Landry stressed that the collectibles games is one that grows on a yearly basis as “New comic and toy collectors are being born everyday.”  The current climate is at a fever pitch due to the Marvel Cinematic Universe and the search for the next heroes in line for a big screen debut.  Landry talked about how Deadpool’s first appearance (in New Mutants #98) was once a “bargain bin” comic before the character’s film was announced.  He also cited the recent upsurge in value for the Wasp’s first appearance (in Tales to Astonish #44) due to the upcoming Ant-man and the Wasp film (which debuts this weekend at your local theater).

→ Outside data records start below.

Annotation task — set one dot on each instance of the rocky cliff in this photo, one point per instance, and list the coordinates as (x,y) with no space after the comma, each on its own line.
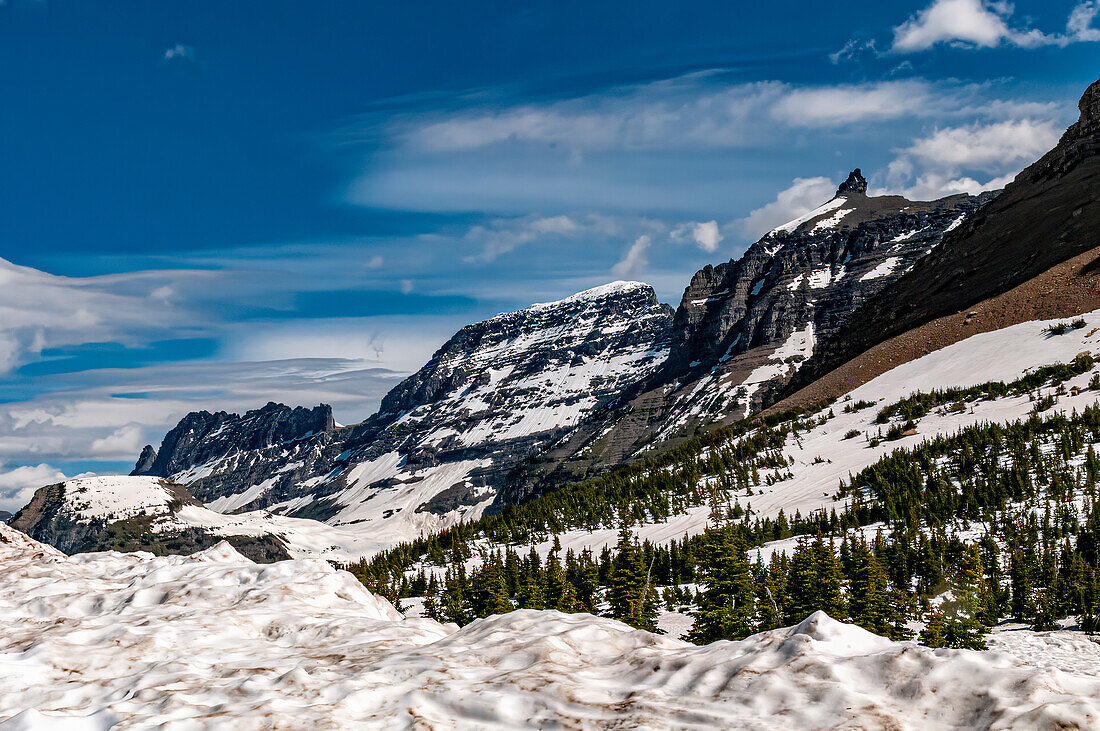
(446,439)
(1048,214)
(744,328)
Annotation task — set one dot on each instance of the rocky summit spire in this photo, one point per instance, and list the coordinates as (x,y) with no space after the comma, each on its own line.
(856,185)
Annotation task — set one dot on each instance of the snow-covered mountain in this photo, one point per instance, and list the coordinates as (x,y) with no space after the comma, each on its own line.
(128,641)
(744,328)
(446,439)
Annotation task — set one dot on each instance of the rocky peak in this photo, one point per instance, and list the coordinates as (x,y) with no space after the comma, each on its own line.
(1080,141)
(597,322)
(447,438)
(145,461)
(856,185)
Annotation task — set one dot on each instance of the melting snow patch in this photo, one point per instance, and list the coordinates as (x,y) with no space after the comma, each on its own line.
(882,269)
(832,221)
(821,210)
(139,641)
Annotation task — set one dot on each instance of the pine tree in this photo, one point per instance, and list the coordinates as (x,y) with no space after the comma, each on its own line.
(934,634)
(488,594)
(629,599)
(727,607)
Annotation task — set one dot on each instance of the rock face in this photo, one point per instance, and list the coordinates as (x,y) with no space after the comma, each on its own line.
(529,400)
(800,283)
(1048,214)
(444,439)
(746,327)
(202,435)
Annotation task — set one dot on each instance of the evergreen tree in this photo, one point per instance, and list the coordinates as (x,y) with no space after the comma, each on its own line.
(631,599)
(727,605)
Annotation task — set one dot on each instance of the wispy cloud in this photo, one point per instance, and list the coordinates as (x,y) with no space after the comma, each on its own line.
(634,261)
(802,196)
(178,52)
(970,158)
(705,234)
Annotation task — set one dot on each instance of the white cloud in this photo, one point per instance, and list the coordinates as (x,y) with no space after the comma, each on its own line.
(982,24)
(179,52)
(851,51)
(634,262)
(40,310)
(950,159)
(18,485)
(123,443)
(689,112)
(503,235)
(705,234)
(1079,25)
(986,146)
(820,107)
(801,197)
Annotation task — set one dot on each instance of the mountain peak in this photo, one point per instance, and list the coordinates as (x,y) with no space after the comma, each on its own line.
(856,185)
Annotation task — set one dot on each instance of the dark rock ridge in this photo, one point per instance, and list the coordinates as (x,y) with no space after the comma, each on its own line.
(1047,214)
(744,328)
(446,438)
(854,186)
(202,435)
(528,400)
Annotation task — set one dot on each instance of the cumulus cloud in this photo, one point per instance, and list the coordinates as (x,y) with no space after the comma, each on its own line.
(982,24)
(19,484)
(634,262)
(801,197)
(1079,25)
(952,159)
(120,444)
(704,234)
(690,112)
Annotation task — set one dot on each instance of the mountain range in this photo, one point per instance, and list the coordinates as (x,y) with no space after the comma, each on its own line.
(526,402)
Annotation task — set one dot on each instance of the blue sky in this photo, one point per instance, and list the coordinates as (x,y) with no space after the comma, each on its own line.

Of course, the biggest key to any collectible’s value is condition, and Landry is a proponent of “slabbing” comics and magazines through official grading companies such as CGC and CBCS.  With this official grade, a comic or magazine can fetch a seller 5 to 10 times the value of an ungraded comic.

When it comes to toys,  while the resale value of vintage Transformers has slipped (due in large part to the cinematic stylings of Michael Bay) Landry stated that the Japanese toy robot market is booming.  While a loose Optimus Prime figure from the 1980s can get you about $30, a Diaclone version from Japan can net you close to $3000.  Landry also mentioned that the Shogun Warriors line from the 1970s is also picking up steam with collectors, again, particularly the Japanese versions.  While the American release consisted of five giant robots, the Japanese produced 123 giant robot figures, forcing eager fans onto ebay and convention show floors looking for new additions to their collections.

As far as horror collectibles, the Universal Monsters are still king.  Vintage posters of films such as Phantom of the Opera or Dracula command tens of thousands of dollars at auction and the original Aurora models (released in 1961) of the monsters are still highly sought after by collectors (even though there have been many reissues since).

Landry doesn’t see the collectibles market cooling anytime soon since “fans buy what they know”.  While Star Wars and Transformers toys have slipped a bit in recent years, with nostalgia for the toys and comics of one’s youth and comic and toy characters crossing over to movies and television on an almost daily basis, keep saving (and buying) vintage collectibles.